I think anyone still reading this blog should raise a cheer for us! You should raise that cheer because we survive. This family survives and heals in love. And tomorrow we will have the interview to let all that people in Russia know too. I do not know about anyone else but all the people I met in adopting Sasha will have a place in my heart forever.

Sunday, August 16, 2009

Somedays I am just so proud!!!

As some of you may know, being a parent is often a lot of loving while correcting and molding behavior. The redirection of institutional behavior as it combines with PTSD often seems like such an uphill battle. Rewarding but tiring. My son, who is such a survivor has given me many moments of growth opportunities as he reaches new heights.

So it was with much trepidation that I approached the birthday party of a neighbor kid. Sasha and I have been really sick so at the last minute I said no to going to the actual party but we still had the gift. It was so sweet really, Sasha picked out a multi-game package with SpongeBob. I sweated bullets over both this present choice and the fact that it would have to be given away but Sasha came through with flying colors. I wrapped it up with a bow (Sasha had never seen such a thing) and then he carefully walked it over and gave it to the birthday boy. He stayed to see it unwrapped, was happy Jake (the birthday boy) liked the gift and then was able to go back home.

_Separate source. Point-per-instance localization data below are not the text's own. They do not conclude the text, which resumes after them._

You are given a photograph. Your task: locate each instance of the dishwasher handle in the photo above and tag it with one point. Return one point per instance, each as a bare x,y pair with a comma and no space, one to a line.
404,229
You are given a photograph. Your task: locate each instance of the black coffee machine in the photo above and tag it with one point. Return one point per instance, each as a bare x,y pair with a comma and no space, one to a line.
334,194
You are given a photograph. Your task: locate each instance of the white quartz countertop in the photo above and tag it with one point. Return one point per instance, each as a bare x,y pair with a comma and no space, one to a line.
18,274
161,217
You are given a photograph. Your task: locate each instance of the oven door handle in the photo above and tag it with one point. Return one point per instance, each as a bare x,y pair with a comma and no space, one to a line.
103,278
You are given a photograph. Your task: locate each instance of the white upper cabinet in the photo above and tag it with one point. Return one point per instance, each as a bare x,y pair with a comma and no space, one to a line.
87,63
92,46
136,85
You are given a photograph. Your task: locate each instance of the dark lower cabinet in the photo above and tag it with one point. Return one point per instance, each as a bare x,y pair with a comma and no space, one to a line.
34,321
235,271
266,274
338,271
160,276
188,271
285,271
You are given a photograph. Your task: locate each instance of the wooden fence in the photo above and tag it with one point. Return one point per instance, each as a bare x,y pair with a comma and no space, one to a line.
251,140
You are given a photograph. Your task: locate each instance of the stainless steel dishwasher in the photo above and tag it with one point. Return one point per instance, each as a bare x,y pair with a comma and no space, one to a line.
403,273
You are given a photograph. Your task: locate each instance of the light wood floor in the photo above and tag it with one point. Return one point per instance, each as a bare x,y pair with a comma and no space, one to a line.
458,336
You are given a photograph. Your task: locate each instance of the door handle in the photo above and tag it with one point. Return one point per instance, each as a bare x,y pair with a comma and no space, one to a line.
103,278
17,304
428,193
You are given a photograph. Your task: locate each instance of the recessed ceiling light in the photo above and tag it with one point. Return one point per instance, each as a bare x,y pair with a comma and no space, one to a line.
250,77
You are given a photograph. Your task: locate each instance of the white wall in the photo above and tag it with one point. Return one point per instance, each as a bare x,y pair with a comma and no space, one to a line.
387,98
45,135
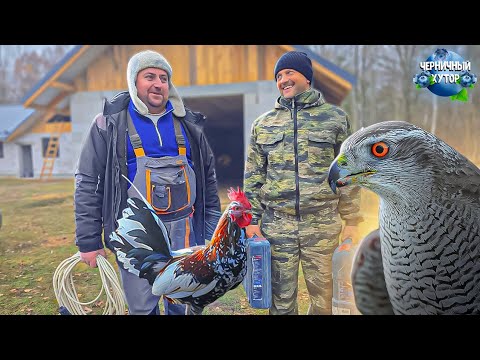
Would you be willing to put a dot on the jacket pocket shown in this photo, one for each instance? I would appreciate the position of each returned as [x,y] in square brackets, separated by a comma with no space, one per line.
[321,151]
[273,145]
[168,189]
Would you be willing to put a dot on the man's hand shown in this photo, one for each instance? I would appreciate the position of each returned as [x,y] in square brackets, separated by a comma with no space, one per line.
[350,231]
[251,230]
[90,258]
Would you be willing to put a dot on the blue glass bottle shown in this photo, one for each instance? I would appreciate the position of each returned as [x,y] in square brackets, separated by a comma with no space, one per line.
[258,281]
[343,301]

What an amazing boy. And so sweet. Mostly Sasha is about defining boundaries about what is his. And most days what constitutes his is everything in sight. (We are still working on filling those reservoirs of unmet need.) Yet today he gave a gift from the heart with no strings attached and no regrets. I am so proud of my son. He is such an amazing person. My life is so much richer for him.

I am so lucky. I hope that all who read this blog are well. May God keep you close. - Sarah

p.s. Next week we go to my favorite county fair - I cannot wait to see if we bring chickens home! Sasha adores them and I remember taking care of them from my childhood. I am certain we do not do something so rash. :) Or maybe we will. :) Or maybe Sasha will just get a cool cowboy hat like his Mom. Life is good.